Can we store data in plants? Sending an email, streaming a video, uploading photos to the cloud, or simply just listening to this podcast. All these apparently trivial everyday actions have one thing in common: They come with a hidden environmental cost. The greenhouse gas emissions from the data centers that make all these things possible now equal those of the air industry and are spiraling rapidly. In this episode, we take a closer look at ways of storing data more sustainably, including in what is perhaps the greenest way of all – in plants!
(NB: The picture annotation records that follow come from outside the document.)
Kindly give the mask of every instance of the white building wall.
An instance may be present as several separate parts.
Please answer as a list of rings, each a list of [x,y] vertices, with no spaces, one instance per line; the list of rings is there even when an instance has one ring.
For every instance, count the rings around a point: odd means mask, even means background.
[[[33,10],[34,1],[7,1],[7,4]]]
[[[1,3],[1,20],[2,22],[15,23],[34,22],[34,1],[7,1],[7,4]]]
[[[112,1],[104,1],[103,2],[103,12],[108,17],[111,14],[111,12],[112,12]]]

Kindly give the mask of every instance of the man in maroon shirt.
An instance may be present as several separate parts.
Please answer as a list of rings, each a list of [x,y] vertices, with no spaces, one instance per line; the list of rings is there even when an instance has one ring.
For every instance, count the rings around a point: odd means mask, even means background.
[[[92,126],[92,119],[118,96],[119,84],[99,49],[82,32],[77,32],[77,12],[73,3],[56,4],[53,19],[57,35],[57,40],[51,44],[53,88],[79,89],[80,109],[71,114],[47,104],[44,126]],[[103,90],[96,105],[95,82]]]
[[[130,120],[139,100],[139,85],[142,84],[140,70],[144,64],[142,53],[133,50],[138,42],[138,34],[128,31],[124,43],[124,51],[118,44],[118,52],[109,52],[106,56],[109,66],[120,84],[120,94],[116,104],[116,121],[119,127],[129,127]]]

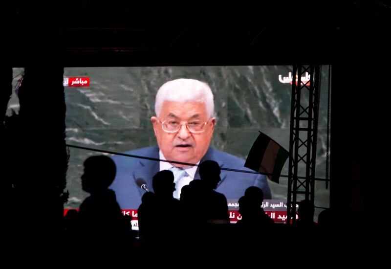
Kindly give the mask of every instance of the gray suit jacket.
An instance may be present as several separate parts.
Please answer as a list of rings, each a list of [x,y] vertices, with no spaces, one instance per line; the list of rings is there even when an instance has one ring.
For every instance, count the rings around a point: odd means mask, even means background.
[[[145,157],[159,158],[157,146],[143,148],[125,152],[127,154]],[[115,192],[117,201],[123,209],[136,209],[141,203],[141,197],[145,191],[135,182],[142,179],[149,190],[153,191],[152,178],[159,172],[159,162],[154,160],[116,156],[112,157],[117,167],[115,179],[109,188]],[[213,160],[221,168],[252,171],[244,167],[244,160],[231,154],[210,147],[201,160]],[[221,170],[221,180],[216,191],[222,193],[227,200],[238,200],[244,195],[244,191],[250,186],[257,186],[263,191],[265,199],[271,199],[271,193],[266,176],[263,175]],[[198,169],[195,179],[199,179]]]

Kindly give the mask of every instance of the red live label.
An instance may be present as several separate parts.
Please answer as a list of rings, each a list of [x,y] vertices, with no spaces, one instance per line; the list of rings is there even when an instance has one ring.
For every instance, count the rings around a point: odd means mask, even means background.
[[[87,87],[89,86],[89,78],[64,78],[63,85],[65,87]]]

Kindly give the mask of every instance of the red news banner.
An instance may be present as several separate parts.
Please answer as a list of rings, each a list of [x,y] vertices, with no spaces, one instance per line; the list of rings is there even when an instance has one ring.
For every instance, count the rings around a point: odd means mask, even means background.
[[[231,223],[236,223],[241,219],[241,216],[239,214],[238,210],[239,204],[237,202],[232,202],[228,201],[228,213]],[[286,202],[281,200],[266,200],[262,203],[262,208],[265,213],[268,215],[276,223],[285,223],[286,222]],[[138,228],[138,221],[137,220],[137,211],[136,209],[123,209],[124,216],[129,216],[131,219],[131,224],[134,229]]]
[[[231,223],[236,223],[241,219],[241,216],[239,214],[239,204],[237,201],[228,201],[228,213]],[[262,203],[262,208],[276,223],[285,223],[286,222],[286,204],[284,200],[265,200]],[[64,216],[69,209],[64,210]],[[123,209],[122,214],[131,219],[131,223],[133,229],[138,229],[138,221],[137,220],[137,209]],[[297,218],[297,216],[296,216]]]
[[[89,78],[65,77],[63,81],[63,85],[65,87],[88,87],[89,86]]]

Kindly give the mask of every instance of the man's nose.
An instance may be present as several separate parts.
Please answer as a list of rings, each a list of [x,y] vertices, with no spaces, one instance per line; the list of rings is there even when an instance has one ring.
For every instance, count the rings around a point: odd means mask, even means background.
[[[185,140],[192,135],[192,133],[187,129],[187,127],[185,124],[181,125],[179,131],[178,131],[178,136],[181,139]]]

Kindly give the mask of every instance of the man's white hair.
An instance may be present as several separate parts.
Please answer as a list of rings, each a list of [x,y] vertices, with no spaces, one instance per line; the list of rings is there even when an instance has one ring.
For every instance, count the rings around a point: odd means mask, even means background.
[[[166,82],[157,91],[155,100],[155,113],[159,116],[165,101],[196,102],[205,104],[209,117],[215,113],[213,93],[209,86],[196,79],[179,78]]]

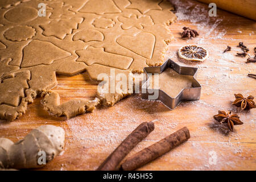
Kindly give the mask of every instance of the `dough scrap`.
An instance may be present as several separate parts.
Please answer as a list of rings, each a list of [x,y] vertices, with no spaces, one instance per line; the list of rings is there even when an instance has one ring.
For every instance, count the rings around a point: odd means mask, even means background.
[[[45,16],[38,16],[37,0],[0,2],[1,119],[22,115],[37,96],[44,97],[42,103],[51,113],[67,117],[92,111],[98,102],[113,105],[131,94],[126,90],[131,85],[115,81],[114,93],[98,90],[100,101],[74,100],[60,105],[58,94],[51,91],[57,85],[56,75],[87,71],[101,82],[100,73],[109,77],[114,70],[128,76],[165,61],[173,38],[167,26],[176,19],[167,0],[42,2],[47,7]]]

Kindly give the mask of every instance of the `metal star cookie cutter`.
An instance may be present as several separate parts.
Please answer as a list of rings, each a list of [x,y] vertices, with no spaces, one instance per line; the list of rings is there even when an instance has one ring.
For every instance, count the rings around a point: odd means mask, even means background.
[[[166,68],[170,68],[180,75],[193,76],[191,88],[183,88],[175,98],[172,98],[164,91],[160,89],[148,88],[150,78],[149,73],[162,73]],[[153,92],[158,90],[158,97],[156,100],[160,101],[166,107],[171,110],[175,109],[181,101],[198,100],[200,98],[201,86],[196,80],[197,68],[183,67],[175,63],[171,59],[166,61],[162,66],[150,67],[144,68],[144,72],[146,75],[146,79],[142,85],[142,98],[144,100],[150,100],[148,96],[152,95]],[[147,92],[149,91],[150,92]],[[149,92],[150,93],[149,93]]]

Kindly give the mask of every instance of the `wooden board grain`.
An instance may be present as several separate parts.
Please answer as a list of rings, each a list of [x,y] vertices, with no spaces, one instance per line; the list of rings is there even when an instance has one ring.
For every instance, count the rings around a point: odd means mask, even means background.
[[[65,132],[64,153],[42,170],[94,170],[138,125],[158,119],[155,129],[131,152],[130,156],[178,129],[187,126],[191,138],[179,147],[143,166],[141,170],[255,170],[256,169],[256,109],[242,111],[232,105],[234,93],[256,96],[256,80],[247,76],[256,73],[255,63],[236,56],[243,42],[254,55],[256,47],[255,22],[218,10],[218,16],[207,16],[208,6],[193,1],[174,0],[178,20],[170,28],[175,40],[166,57],[181,65],[199,67],[197,80],[203,86],[201,99],[181,103],[171,111],[159,102],[142,100],[139,94],[130,96],[113,107],[101,107],[94,112],[69,120],[49,115],[43,109],[40,98],[28,105],[24,115],[12,122],[0,121],[0,137],[14,142],[42,125],[63,127]],[[184,26],[197,30],[200,36],[180,39]],[[255,32],[254,32],[255,31]],[[181,63],[177,48],[199,44],[209,51],[201,63]],[[226,46],[232,51],[222,53]],[[97,84],[86,73],[73,77],[59,76],[61,102],[74,98],[93,99]],[[218,110],[232,110],[244,124],[235,126],[234,133],[214,121]]]

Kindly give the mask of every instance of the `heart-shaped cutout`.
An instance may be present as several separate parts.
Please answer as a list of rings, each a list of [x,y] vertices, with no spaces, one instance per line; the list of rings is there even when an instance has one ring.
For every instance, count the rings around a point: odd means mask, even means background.
[[[135,36],[122,35],[117,39],[120,46],[147,59],[151,59],[155,48],[155,37],[150,33],[142,32]]]

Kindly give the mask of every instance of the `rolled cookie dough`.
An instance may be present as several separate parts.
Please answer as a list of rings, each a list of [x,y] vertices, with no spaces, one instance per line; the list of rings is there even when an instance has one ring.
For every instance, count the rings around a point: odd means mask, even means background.
[[[87,71],[97,80],[111,69],[129,75],[160,65],[173,38],[167,26],[176,18],[166,0],[14,1],[0,3],[0,118],[10,121],[41,96],[54,115],[92,111],[95,101],[58,104],[51,92],[56,74]],[[130,94],[100,92],[100,103],[109,105]]]

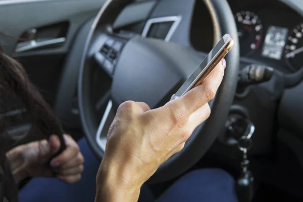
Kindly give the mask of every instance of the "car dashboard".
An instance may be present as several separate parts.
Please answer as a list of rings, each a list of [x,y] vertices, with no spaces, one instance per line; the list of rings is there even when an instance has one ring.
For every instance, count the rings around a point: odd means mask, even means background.
[[[202,1],[193,13],[191,42],[208,52],[213,45],[211,17]],[[278,1],[229,0],[238,28],[240,55],[247,61],[264,64],[284,73],[296,72],[303,64],[303,18]]]

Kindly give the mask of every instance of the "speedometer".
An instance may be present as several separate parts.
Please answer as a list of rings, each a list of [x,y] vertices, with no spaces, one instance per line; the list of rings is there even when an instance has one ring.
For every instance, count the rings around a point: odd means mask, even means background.
[[[261,42],[263,34],[261,21],[254,13],[248,11],[236,13],[235,18],[241,55],[251,55],[258,49]]]
[[[285,47],[286,62],[294,70],[303,66],[303,23],[290,32]]]

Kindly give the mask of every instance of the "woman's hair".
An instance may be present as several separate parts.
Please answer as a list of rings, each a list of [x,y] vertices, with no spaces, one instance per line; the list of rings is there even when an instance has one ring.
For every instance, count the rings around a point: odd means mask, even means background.
[[[29,81],[22,65],[6,55],[0,47],[0,166],[5,176],[4,196],[10,202],[17,201],[18,196],[6,156],[6,153],[16,144],[6,133],[10,123],[6,121],[5,114],[11,107],[12,99],[20,101],[22,106],[18,107],[25,109],[31,121],[32,127],[26,137],[27,141],[47,138],[51,134],[56,134],[61,140],[61,149],[65,146],[62,128],[50,108]],[[1,202],[1,200],[0,198]]]

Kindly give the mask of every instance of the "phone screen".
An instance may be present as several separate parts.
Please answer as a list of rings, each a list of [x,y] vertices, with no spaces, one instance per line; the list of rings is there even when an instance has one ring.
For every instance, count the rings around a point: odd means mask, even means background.
[[[232,39],[229,34],[226,34],[221,39],[204,60],[203,60],[202,62],[199,65],[190,76],[189,76],[179,90],[178,90],[175,95],[175,97],[183,96],[185,93],[190,90],[196,82],[199,81],[200,78],[202,77],[204,74],[207,73],[209,74],[210,72],[211,72],[211,71],[208,72],[207,71],[208,69],[212,67],[211,65],[212,64],[214,64],[214,63],[215,62],[215,61],[216,61],[216,58],[218,57],[218,55],[220,55],[219,54],[222,53],[222,51],[224,52],[224,49],[225,49],[225,48],[231,40],[232,40]],[[226,50],[225,52],[226,51]],[[226,53],[226,54],[227,54],[227,53]],[[226,54],[224,55],[225,56]],[[221,55],[221,56],[222,57],[222,55]],[[223,58],[223,57],[222,57],[222,58]],[[221,59],[222,59],[222,58],[220,59],[220,60]],[[213,68],[214,68],[214,67],[213,67]],[[212,70],[211,70],[211,71],[212,71]],[[205,76],[206,75],[203,77],[205,77]],[[208,75],[206,76],[207,76]]]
“There is something poetic about the idea that a beautiful forest can store our pictures”
Ben Kepes, Cloudways
This podcast episode features the following speakers
Ben Kepes (New Zealand)
Ben Kepes is a member of the board of Cloudways, a cloud-hosting platform. Over the past decade and a half, he has become a globally recognized expert on cloud computing and digital transformation. Ben’s work has been widely published in such outlets as Forbes, Wired and The Guardian, and he has spoken at a large range of technology and business conferences.
Cyrus Clarke (UK)
Cyrus Clarke is an artist and futurist with a background in economics and digital technologies, and is also a visiting faculty member at the Copenhagen Institute of Interaction Design (CIID). His work aims to trigger discussions about the ethical, environmental, political and socio-economic implications of our technology-filled world. Along with fellow guest, Monika Seyfried, he created the Grow Your Own Cloud project which is exploring ways to store data organically without consuming electricity in the DNA of plants.
Monika Seyfried (Poland)
Monika Seyfried is an interaction designer engaging at the intersection of emerging technologies, digital media and the natural environment. She teaches at various different institutions including Hyper Island, The Danish National School of Performing Arts in Copenhagen and Copenhagen Institute of Interaction Design (CIID). Along with fellow guest Cyrus Clarke, she created the Grow Your Own Cloud project, which is exploring ways of storing data organically without consuming electricity in the DNA of plants.